13. 1.2.70, 86. It is significant that the two qualities Pandarus names in Troilus are the same that have been identified in Cressida: wit and beauty.
14. The intermediate part of the scene, not analyzed here, includes several bawdy jokes. But what is a bawdy joke except a chance to combine one's wit with one's sexuality?
15. 1.2.285-98; only Alexander is onstage.
16. Diomedes later will tell Cressida, not yet won, that she is in command of him (4.4.120).
17. Troilus seems not to get the point, for he maintains his idealistic hopes of being true, truer, and truest (90-99).
18. It is unlikely that she is in control of herself here, for since Troilus is already won and she knows it, she has no need to continue to put on a show.
19. Troilus seems to like Cressida that way. After a busy night together, Troilus asks her to remain as though asleep, like an infant "empty of all thought" (4.2.6).
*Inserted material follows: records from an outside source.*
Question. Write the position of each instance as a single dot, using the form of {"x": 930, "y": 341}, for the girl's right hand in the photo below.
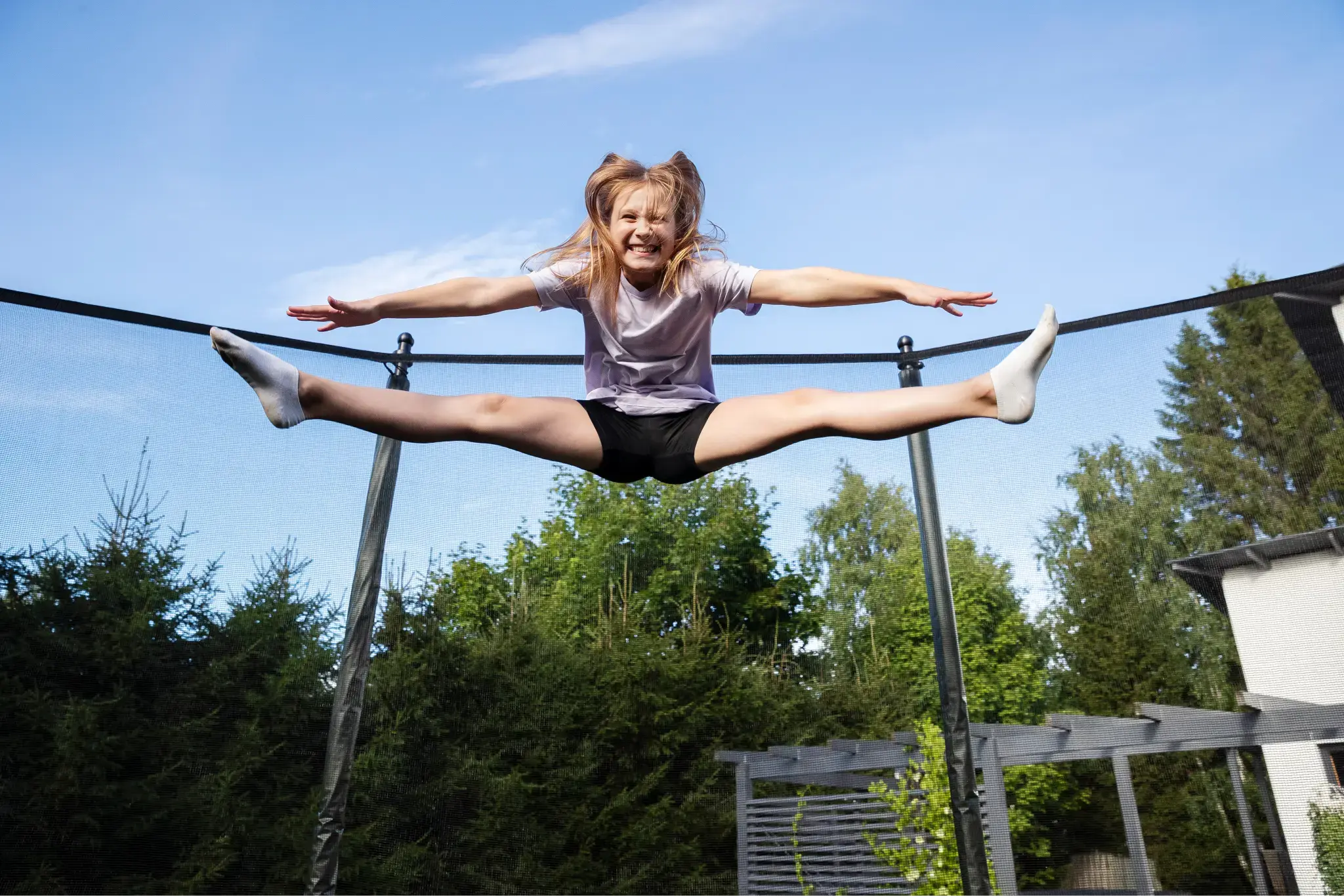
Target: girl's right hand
{"x": 337, "y": 314}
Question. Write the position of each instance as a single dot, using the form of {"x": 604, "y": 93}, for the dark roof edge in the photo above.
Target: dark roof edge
{"x": 1205, "y": 571}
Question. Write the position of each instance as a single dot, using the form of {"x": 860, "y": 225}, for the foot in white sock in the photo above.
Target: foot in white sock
{"x": 1015, "y": 377}
{"x": 274, "y": 380}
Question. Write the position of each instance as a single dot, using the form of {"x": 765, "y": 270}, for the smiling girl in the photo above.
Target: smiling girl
{"x": 642, "y": 275}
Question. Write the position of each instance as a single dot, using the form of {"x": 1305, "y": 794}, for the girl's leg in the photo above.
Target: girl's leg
{"x": 746, "y": 428}
{"x": 555, "y": 429}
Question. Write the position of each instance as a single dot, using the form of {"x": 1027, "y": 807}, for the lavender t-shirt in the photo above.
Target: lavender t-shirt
{"x": 656, "y": 359}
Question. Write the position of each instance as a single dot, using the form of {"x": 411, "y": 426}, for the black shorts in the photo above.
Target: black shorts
{"x": 659, "y": 445}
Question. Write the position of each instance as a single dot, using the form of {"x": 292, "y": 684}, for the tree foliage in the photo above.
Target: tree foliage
{"x": 546, "y": 719}
{"x": 152, "y": 744}
{"x": 1253, "y": 433}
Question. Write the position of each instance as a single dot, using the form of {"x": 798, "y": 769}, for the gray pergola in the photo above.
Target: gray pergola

20. This seems to be a gender-specific situation, for Troilus' power over Cressida evidently is not weakened by his own love for her. But in a sense Troilus has lost power too, for he was unable to participate in the deliberations that led to the agreement to exchange Antenor for Cressida.
21. We also must discount, for the same reason, Ulysses' denigration of Cressida in 5.2.10.
22. Again it is important to remember that the practical necessities include Cressida's need to overcome the emotional trauma of leaving her lover and her homeland. In this view Cressida has competing emotional needs, some of which dictate fidelity to Diomedes and some of which dictate fidelity to Troilus.